PDC Stats Analyst Christopher Kempf assesses the top ten PDC stars - based on their last 200 legs played - ahead of this weekend's German Darts Grand Prix in Munich.
#1 Averages - Josh Rock
#1 OChE - Gary Anderson
#1 Doubles - Gian van Veen
#1 171-180 - Josh Rock
#1 99, 101+ Checkout - Gian van Veen
After more than six months on top of the Form Guide, Luke Littler has finally ceded the 200-leg averages lead to a player only a few years older than he - Josh Rock.
Rock - having been denied a second ProTour title of 2025 in a deciding-leg loss to Gerwyn Price last week - nonetheless put the 110 average he recorded in the final to good use in boosting his averages to 101.63, the highest figure yet recorded for the Northern Irishman.
The 24-year-old has also become only the third player to have more than 100 three-treble visits to his name within his last 200 legs.
At the beginning of April, Rock was on a 96.6 average in the Form Guide - respectable, but still outside the top ten in an extremely competitive PDC field.
Rock has since added five points to his average and 9.4 points to his OChE rating, making April a memorable time of innovation and renewal for him thus far.
Under any other circumstances, averaging 97 and throwing 94 maxima over 200 legs would represent a dream come true - but after Littler's remarkable first three months of 2025, those figures represent a decline in form unusual for the teenager.
Though he is still the second most likely player in the PDC to throw a 180, Littler's finishing has let him down recently, and his rivals have capitalised on that defect in his armour.
With only the 47th highest doubles percentage in the PDC, Littler's slight decline in scoring (from throwing as many as 110 maxima in 200 legs) has allowed his opponents to win three of their last five matches against the World Champion.
After hitting the vast majority of his double 10s in the World Championship, moreover, Littler has managed barely 40% since.
The 18-year-old can still expect to win 60.3% of his legs against average ProTour opponents, but after touching an OChE rating of 70 earlier this year Littler is playing to a standard well below his best, even if 'well below' is enough to demolish the vast majority of other PDC professionals.
The two men over 50 years of age on the Form Guide are enjoying great success at the time of a changing of the guard within the PDC's young talent.
Jonny Clayton secured another PDC title with an authoritative campaign in Players Championship 14, which saw 'The Ferret' win each of his matches by at least four legs and eliminate other veteran players in Michael van Gerwen and James Wade.

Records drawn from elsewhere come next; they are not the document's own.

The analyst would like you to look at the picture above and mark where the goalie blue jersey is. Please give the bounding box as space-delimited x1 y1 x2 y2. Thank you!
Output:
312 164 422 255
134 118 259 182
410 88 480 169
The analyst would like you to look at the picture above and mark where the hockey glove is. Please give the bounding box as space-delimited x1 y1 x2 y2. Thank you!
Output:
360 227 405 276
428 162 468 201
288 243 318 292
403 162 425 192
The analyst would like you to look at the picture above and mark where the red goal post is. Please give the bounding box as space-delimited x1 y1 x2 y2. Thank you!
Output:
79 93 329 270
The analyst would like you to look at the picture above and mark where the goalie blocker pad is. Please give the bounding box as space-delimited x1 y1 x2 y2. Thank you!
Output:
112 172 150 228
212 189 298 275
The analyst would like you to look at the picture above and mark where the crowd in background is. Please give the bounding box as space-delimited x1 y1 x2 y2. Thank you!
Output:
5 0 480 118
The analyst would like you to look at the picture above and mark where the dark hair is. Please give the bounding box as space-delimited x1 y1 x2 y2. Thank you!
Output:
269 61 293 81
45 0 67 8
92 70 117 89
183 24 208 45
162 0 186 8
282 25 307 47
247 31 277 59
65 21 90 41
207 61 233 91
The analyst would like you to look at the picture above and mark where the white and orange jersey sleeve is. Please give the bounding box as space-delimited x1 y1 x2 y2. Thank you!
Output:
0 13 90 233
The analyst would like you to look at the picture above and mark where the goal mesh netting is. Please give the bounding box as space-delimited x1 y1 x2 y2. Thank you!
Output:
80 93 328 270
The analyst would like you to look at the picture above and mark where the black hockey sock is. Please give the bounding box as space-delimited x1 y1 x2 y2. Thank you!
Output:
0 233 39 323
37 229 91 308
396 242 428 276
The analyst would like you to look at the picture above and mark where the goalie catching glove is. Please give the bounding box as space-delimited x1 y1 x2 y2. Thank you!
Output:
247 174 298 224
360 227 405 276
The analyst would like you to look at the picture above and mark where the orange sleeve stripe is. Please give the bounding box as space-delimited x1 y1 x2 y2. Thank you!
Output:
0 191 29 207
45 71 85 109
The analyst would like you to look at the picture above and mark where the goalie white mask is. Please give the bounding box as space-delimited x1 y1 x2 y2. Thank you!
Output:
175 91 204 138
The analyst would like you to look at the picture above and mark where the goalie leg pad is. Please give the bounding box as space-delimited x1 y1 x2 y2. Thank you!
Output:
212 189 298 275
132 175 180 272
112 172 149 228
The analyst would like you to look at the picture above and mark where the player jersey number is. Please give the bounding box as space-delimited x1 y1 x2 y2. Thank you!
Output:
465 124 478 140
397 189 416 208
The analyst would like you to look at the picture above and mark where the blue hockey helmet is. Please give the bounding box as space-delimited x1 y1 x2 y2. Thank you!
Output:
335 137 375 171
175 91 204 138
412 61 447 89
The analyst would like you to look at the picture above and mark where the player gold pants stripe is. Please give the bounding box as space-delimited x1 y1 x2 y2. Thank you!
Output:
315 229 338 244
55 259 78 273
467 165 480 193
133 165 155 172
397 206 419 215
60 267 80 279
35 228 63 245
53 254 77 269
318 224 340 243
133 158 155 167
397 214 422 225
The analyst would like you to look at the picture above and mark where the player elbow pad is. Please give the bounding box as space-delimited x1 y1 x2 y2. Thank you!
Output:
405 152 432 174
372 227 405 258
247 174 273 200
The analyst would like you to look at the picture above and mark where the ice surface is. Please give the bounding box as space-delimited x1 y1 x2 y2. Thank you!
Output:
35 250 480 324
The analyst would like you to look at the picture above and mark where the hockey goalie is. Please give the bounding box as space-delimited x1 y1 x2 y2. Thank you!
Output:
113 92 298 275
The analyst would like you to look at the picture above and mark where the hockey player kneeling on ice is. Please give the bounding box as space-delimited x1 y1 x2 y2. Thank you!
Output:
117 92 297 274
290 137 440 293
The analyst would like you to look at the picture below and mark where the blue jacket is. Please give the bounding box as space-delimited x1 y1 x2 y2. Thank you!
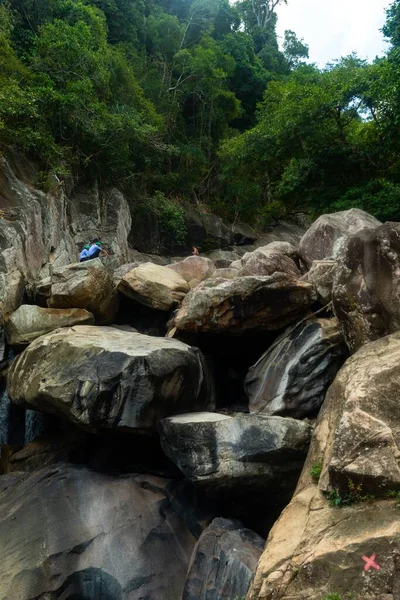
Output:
79 248 89 260
87 244 101 258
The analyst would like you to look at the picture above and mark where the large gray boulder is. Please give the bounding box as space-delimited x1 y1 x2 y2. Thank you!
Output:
8 325 213 431
239 242 301 278
332 223 400 352
168 256 215 284
248 333 400 600
182 518 265 600
47 258 118 325
6 304 94 346
158 412 311 493
244 318 347 419
170 273 316 335
300 208 381 267
0 465 200 600
118 263 189 311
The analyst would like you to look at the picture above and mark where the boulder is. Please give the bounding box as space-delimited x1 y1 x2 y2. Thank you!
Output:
301 260 337 306
47 258 118 325
182 518 265 600
0 465 202 600
333 223 400 352
208 250 240 269
300 208 381 267
168 256 215 283
118 263 189 311
211 266 239 279
248 333 400 600
170 273 316 334
239 242 301 278
6 304 94 346
8 325 213 431
158 412 311 496
244 318 347 419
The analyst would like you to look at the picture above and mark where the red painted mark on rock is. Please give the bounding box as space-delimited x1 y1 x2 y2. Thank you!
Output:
362 554 380 571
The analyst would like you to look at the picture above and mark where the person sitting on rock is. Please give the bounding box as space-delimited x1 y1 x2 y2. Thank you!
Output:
79 244 90 262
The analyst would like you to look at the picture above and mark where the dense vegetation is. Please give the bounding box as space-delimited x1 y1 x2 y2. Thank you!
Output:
0 0 400 226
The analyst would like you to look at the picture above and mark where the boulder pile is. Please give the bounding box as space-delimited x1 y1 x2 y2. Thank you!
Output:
0 206 400 600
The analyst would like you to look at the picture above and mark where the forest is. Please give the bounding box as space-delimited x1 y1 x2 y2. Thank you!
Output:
0 0 400 228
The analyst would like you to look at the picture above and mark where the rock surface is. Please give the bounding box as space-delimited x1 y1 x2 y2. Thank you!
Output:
182 518 265 600
8 326 214 431
47 258 118 325
244 319 347 419
118 263 189 311
301 260 338 306
0 465 200 600
168 256 215 284
248 333 400 600
300 208 381 267
6 304 94 346
170 273 316 334
158 412 311 492
333 223 400 352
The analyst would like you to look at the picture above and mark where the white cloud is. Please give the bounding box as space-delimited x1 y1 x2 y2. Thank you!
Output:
277 0 392 66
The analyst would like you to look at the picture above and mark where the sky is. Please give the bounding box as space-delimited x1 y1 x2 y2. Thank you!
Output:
277 0 392 67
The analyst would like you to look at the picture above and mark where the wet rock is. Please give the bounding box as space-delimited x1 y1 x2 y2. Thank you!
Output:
168 256 215 283
158 412 311 494
302 260 337 305
333 223 400 352
47 258 118 325
208 250 240 269
182 518 265 600
170 273 316 334
0 465 200 600
300 208 381 267
244 319 347 419
248 333 400 600
8 326 214 431
6 304 94 346
118 263 189 311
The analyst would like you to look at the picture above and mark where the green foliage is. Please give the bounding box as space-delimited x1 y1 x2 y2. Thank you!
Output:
328 479 375 507
310 461 322 482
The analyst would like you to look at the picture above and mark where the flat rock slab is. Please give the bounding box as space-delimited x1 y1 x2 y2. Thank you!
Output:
158 412 311 488
8 326 214 431
46 258 118 325
170 273 316 335
182 518 265 600
118 263 190 311
300 208 381 267
244 318 348 419
0 465 196 600
6 304 94 346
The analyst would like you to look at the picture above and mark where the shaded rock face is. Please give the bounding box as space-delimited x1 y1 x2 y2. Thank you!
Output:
170 273 316 333
168 256 215 284
0 156 131 313
118 263 189 311
158 413 311 496
182 518 264 600
47 258 118 325
302 260 338 305
0 465 196 600
244 319 347 419
8 326 214 431
333 223 400 352
6 304 94 346
248 333 400 600
300 208 381 267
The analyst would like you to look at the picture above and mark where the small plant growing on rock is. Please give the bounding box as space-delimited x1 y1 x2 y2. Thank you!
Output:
310 461 322 482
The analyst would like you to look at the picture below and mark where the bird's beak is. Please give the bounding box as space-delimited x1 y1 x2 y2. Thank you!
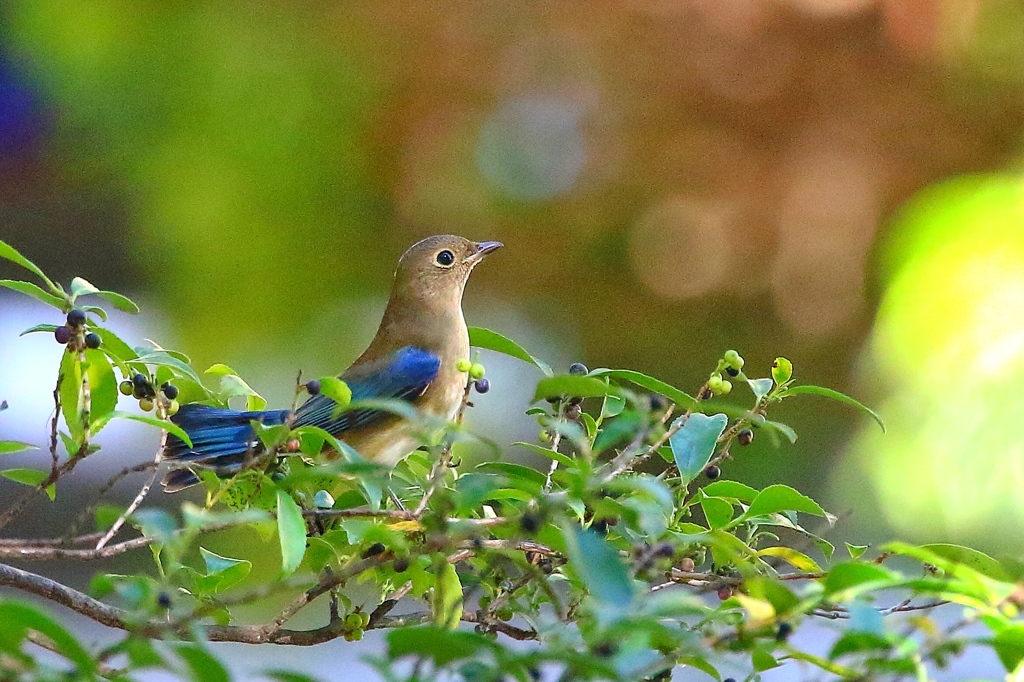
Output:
466 242 505 263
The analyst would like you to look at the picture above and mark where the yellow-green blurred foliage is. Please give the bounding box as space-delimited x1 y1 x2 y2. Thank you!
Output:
6 0 1024 545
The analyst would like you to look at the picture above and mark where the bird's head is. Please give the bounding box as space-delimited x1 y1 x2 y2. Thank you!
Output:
395 235 502 301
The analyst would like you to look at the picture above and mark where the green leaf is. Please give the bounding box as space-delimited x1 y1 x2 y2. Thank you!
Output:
588 368 696 410
469 327 555 377
0 280 66 310
430 559 463 630
844 543 870 559
512 440 572 467
0 598 96 667
387 626 495 667
992 624 1024 673
746 378 775 402
71 278 99 298
321 377 352 408
89 411 191 447
0 240 57 291
824 561 899 595
534 374 608 402
700 496 732 528
0 440 39 455
18 325 59 341
700 480 758 502
780 384 886 433
562 525 634 609
172 644 231 682
921 544 1012 583
95 290 138 315
679 656 722 682
743 484 827 518
278 488 306 577
0 468 50 486
669 412 729 483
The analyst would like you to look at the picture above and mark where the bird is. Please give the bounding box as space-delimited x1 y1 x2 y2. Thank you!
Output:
162 235 502 493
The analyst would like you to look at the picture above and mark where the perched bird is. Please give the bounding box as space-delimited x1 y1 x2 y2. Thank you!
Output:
163 235 502 493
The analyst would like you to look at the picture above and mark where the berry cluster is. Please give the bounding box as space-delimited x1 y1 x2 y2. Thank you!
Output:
118 372 179 417
700 350 743 398
53 308 103 350
455 357 490 393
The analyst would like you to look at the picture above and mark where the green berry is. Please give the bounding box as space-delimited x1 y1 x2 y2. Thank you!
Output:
68 308 85 327
313 491 334 509
771 357 793 386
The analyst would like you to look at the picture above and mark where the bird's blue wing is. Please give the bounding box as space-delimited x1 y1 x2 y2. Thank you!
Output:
294 346 441 435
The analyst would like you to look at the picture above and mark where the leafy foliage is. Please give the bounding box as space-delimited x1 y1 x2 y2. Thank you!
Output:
0 235 1024 682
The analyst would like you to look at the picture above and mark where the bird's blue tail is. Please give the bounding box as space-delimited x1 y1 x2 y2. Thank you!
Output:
164 403 290 493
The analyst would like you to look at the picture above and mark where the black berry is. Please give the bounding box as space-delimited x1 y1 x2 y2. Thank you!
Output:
362 543 387 559
68 308 85 327
519 511 544 535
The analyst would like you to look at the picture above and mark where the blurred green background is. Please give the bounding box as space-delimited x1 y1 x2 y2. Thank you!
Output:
0 0 1024 552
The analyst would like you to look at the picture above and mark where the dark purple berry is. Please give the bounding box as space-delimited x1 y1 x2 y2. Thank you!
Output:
569 363 590 377
53 327 71 345
68 308 85 327
362 543 387 559
519 511 544 535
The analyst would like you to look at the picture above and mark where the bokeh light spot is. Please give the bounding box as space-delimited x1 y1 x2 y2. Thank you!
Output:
841 176 1024 549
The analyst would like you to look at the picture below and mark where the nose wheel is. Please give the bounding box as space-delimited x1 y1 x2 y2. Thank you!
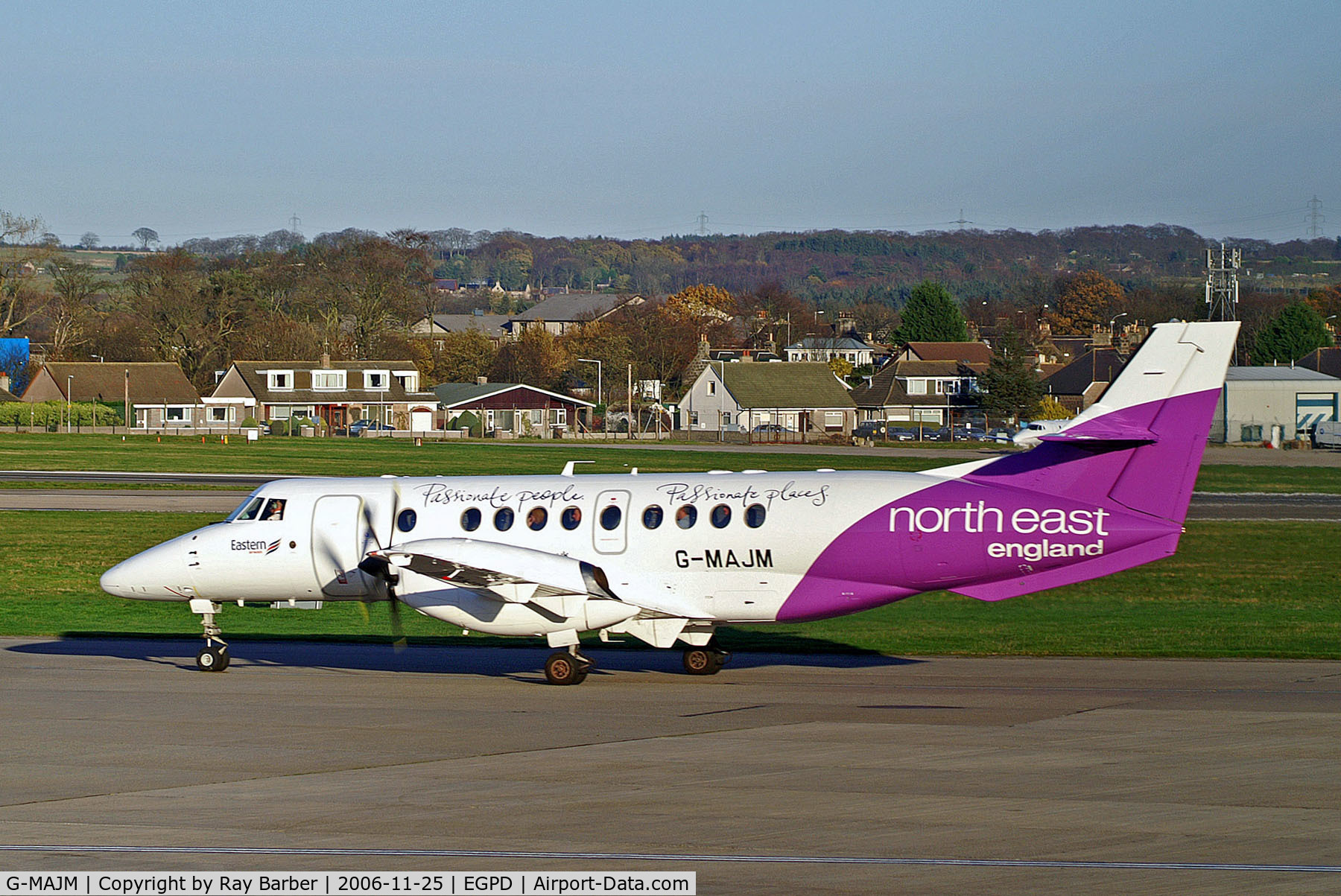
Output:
196 641 228 672
545 646 593 684
191 600 228 672
684 645 731 675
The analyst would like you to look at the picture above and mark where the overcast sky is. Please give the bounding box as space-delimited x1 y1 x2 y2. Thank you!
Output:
0 0 1341 244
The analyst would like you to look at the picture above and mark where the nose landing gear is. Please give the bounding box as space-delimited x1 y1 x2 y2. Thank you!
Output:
545 645 594 684
191 600 229 672
684 644 731 675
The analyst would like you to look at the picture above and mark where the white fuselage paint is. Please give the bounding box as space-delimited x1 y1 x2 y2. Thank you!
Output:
104 472 944 622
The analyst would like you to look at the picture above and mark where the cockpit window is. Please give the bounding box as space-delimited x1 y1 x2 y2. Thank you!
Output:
225 495 265 523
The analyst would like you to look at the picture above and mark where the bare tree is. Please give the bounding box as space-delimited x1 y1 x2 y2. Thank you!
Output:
0 211 54 337
45 256 106 360
131 226 158 251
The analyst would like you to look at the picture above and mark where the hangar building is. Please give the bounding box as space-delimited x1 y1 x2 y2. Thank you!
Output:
1210 367 1341 444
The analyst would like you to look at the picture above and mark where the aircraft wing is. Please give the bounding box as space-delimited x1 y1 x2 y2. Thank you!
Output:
374 538 618 603
375 538 703 620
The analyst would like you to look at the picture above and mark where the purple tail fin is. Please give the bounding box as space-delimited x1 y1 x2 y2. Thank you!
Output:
964 322 1237 523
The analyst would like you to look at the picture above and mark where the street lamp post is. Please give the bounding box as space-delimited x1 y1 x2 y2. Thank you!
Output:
578 358 610 430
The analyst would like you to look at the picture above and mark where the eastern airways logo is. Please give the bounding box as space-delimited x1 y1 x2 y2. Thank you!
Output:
232 538 282 554
889 501 1113 561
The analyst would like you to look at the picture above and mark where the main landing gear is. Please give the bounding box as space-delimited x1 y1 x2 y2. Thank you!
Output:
684 643 731 675
545 646 594 684
191 600 228 672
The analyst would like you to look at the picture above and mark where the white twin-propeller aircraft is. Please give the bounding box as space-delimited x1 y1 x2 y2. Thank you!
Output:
102 322 1237 684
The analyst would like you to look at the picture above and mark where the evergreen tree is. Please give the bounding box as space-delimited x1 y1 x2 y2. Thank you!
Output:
1252 302 1331 363
895 280 968 345
977 330 1043 420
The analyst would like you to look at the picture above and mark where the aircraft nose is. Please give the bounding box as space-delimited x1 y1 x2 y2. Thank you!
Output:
98 542 181 600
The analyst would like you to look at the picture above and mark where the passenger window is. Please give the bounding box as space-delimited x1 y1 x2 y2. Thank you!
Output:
228 498 265 523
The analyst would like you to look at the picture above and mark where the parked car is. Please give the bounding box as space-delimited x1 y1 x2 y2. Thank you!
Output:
349 419 396 436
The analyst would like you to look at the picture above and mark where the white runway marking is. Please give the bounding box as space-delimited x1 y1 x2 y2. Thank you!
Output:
0 844 1341 874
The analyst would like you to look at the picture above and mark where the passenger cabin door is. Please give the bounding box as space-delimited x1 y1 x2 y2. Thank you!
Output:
312 495 369 597
592 491 629 554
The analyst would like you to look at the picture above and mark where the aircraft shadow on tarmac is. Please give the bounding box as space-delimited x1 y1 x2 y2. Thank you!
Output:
5 637 922 681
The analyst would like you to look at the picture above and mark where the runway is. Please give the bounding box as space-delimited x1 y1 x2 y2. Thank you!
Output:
0 640 1341 893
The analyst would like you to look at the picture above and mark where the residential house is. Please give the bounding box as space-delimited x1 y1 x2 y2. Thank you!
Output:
510 293 644 335
895 342 992 373
783 335 875 367
205 355 437 432
680 360 857 434
22 360 208 429
1042 347 1129 413
852 360 977 427
410 310 510 349
433 381 595 439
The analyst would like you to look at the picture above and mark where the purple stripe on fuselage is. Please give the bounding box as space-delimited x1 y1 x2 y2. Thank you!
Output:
778 390 1219 621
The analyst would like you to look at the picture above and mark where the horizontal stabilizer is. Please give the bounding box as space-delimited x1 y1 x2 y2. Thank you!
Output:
1038 427 1160 451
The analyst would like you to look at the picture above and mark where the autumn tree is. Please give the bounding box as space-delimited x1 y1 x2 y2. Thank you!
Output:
1252 302 1331 365
124 250 244 382
620 307 699 384
977 328 1043 420
893 280 968 345
432 330 499 382
303 233 432 360
1044 271 1126 335
665 283 736 326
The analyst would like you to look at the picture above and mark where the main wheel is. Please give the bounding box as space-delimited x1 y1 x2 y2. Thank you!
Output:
545 650 586 684
684 646 726 675
196 646 228 672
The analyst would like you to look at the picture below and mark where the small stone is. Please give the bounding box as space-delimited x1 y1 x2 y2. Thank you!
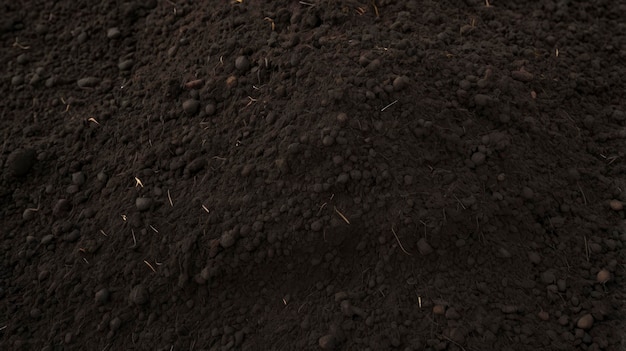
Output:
498 247 513 258
541 269 556 284
107 27 122 39
446 308 461 320
96 288 111 304
235 56 250 71
6 149 37 177
128 284 148 305
30 307 41 319
241 164 254 177
41 234 54 245
522 186 535 200
52 199 72 217
337 112 348 125
204 104 216 116
22 208 37 221
135 197 152 212
337 173 350 184
576 313 594 330
109 317 122 331
335 291 349 302
220 230 237 249
596 269 611 284
72 172 85 185
450 328 467 345
322 135 335 146
11 74 24 86
183 99 200 115
433 304 446 316
393 76 410 91
117 60 135 71
609 199 624 211
528 251 541 264
311 221 322 232
417 238 434 256
341 300 354 317
511 69 534 82
319 334 339 350
474 94 493 107
76 77 100 88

After falling as many as five points behind his World Cup partner Gerwyn Price, the two men are now only one point apart, and Clayton's fifth-highest OChE rating and second-best doubles percentage arguably put the two on approximately even footing.
Gary Anderson, aged 54, has also made his mark in April, earning two consecutive quarter-final appearances on the Players Championship circuit.
Anderson is now the most efficient player in the PDC. While Rock - who averages one point more than Anderson - translates it into winning 64.5% of legs, Anderson does more with less, winning 66.2% of legs on a 100.77 average.
Elsewhere, Players Championship 14 runner-up Dominik Gruellich is not the player anyone would have anticipated challenging Clayton in the final of a Players Championship event.
While on first glance the stats would not have expected him to get there either on an 87.90 average, the German upstart has defeated both of the Premier League players he has faced this year, and over-performed his ordinary stats in order to do it.
Thanks to averages of 99 in a 6-3 victory of Chris Dobey and 95 to eliminate Rob Cross, Gruellich has raised his level to the utmost when facing the PDC's most respected and decorated players.
If his 2025 record against lower-ranked ProTour opponents like Berry van Peer and Tytus Kanik has been less than stellar - leaving him with a rank of 102 in averages over his last 200 legs - he has more than atoned for that with a £10,000 payday and memorable victories against quality opponents.
*OChE (Ordinal Checkout Efficiency) explained:
OChE is a metric designed to evaluate the efficiency at which players convert their averages into legs won.
The statistic is the % of legs a player would expect to win on the ProTour, calculated from a weighted average of 4,5, 6 & 7 visit checkout rates.